約7割が勤務先に「満足」と回答。希望企業や部署での業務が要因か

新型コロナウイルスの影響を受け、採用活動や企業活動が変化するのを肌で感じながら入社を迎えた2021年卒新入社員は、入社から半年を迎え、どのような意識を持っているのだろうか。

はじめに、「現在の勤務先に対する満足度」を尋ねた。すると、「大変満足」が30.6%、「やや満足」が38.2%となり、合わせて68.8%が「満足」していることが判明した。
勤務先に対する満足度
また、「希望企業への就職ができたか」と尋ねると、75.3%が「はい」と回答。「希望部署に配属されたか」という質問には、54.3%が「はい」と回答した。

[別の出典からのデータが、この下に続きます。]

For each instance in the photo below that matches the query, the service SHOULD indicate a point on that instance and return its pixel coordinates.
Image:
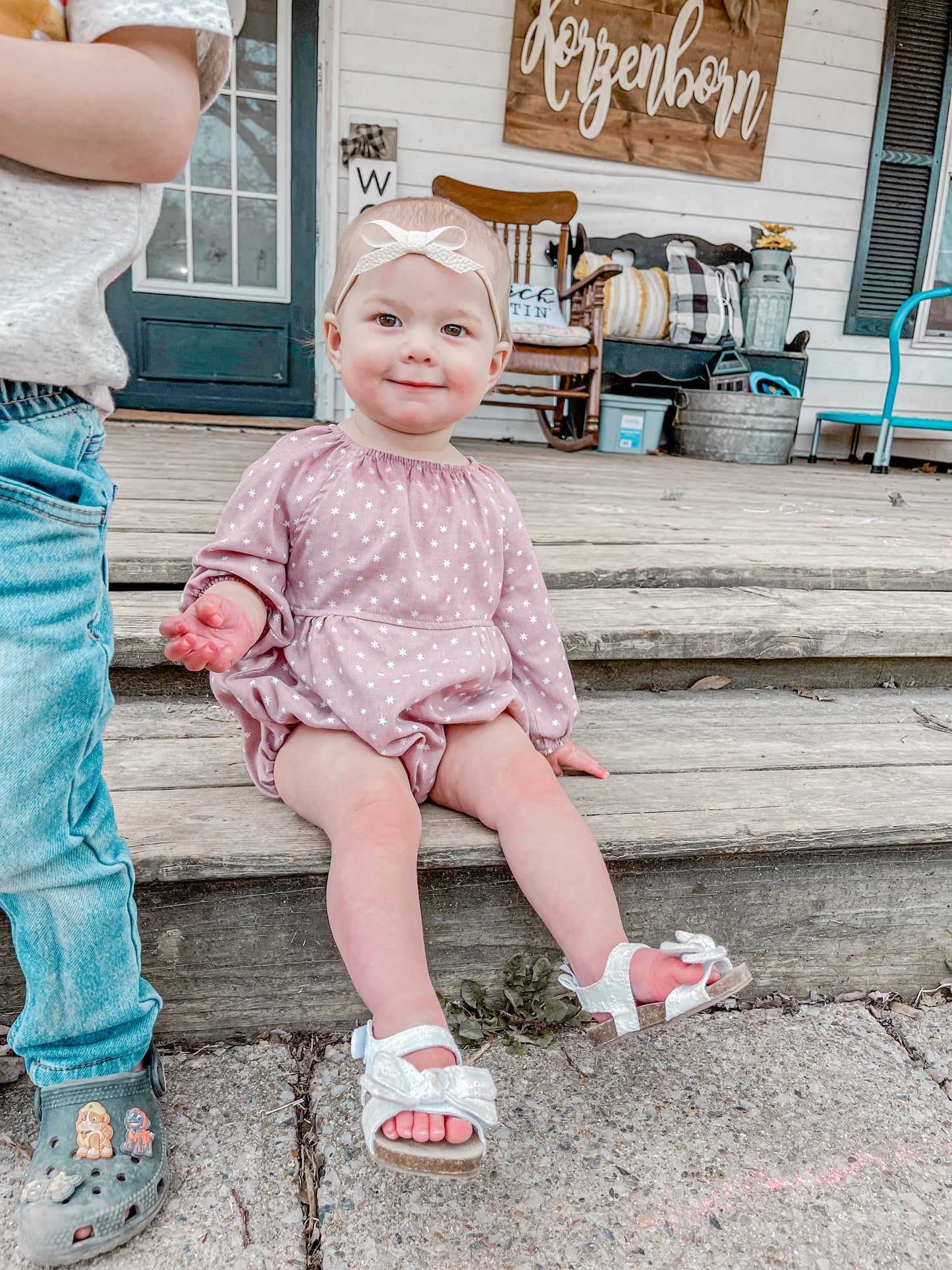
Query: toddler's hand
(213, 633)
(569, 755)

希望する企業や部署で仕事ができている人が多く、それが満足度の高さにもつながっていることがうかがえる。
希望企業と部署で働けているか

就職先決定にあたって重視した項目は「業務内容」、「給与・昇格・昇給」が最多に

続いて、「企業決定にあたって重視したこと」を尋ねた。すると、最も多かったのは「業務内容」と「給与・昇格・昇給」で、共に56.5%となった。他方で「勤務地・立地」は最も低くなり、テレワークで働き方が多様化したことに伴う意識の変化が反映される結果となった。
就職先決定に重視したこと

労働時間と残業時間は多くない傾向に

また、「勤務先の月間平均労働時間」を尋ねた。すると、最も多かったのは、「160時間以上180時間未満」で38.2%に。以下、「140時間以上160時間未満」が28%、「180時間以上200時間未満」が17.7%と続いた。

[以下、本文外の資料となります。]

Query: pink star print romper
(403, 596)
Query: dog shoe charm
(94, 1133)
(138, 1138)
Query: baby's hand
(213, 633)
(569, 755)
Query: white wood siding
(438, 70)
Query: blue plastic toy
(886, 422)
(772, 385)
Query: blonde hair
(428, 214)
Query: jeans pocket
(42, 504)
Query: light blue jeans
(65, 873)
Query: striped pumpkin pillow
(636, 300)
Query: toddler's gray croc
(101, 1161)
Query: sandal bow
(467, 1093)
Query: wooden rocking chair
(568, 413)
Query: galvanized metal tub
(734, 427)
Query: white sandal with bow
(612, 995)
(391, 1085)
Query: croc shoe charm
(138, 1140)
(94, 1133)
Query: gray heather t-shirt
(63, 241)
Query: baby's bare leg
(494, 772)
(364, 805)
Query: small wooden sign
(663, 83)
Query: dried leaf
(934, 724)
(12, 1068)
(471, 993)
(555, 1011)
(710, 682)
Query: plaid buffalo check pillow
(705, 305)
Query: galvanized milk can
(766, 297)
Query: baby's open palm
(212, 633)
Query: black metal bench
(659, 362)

「月間平均残業時間」は、「20時間未満」が70.9%で最も多く、「20時間以上」は18.3%、「40時間以上」は6.5%にとどまるなど、働き方改革における長時間残業の抑制が進んでいることがうかがえる。
労働時間と残業時間の月間平均

「入社前後のギャップ」を感じる新入社員は4割超。「業務内容」や「会社の雰囲気」が要因か

さらに、「入社前後でのギャップがあるか」を尋ねると、43.5%が「はい」と回答。4割以上が、いわゆる「リアリティ・ショック」を実感したという結果となった。また、“ギャップを感じた”とする回答者に「その理由」を尋ねると、最多だったのは「会社の雰囲気」と「業務内容」で、共に32.4%だった。
入社前後のギャップとその理由

約9割が「仕事」と「プライベート」を両立できている

最後に、「仕事とプライベートとの両立ができているか」を尋ねると、「はい」が89.3%に。約9割の新入社員は、ワークライフバランスが取れていると予測できる結果となった。
仕事とプライベートの両立はできているか
入社時期から半年が経過する中で、2021年新入社員の「会社や仕事への満足度」は、比較的高い傾向にあることが判明した。残業時間の抑制によって仕事とプライベートを両立させやすく、またテレワークの浸透で場所に捉われない働き方が可能となった今、「多様な働き方が可能かどうか」というポイントは、企業を選ぶ際により重視されていきそうだ。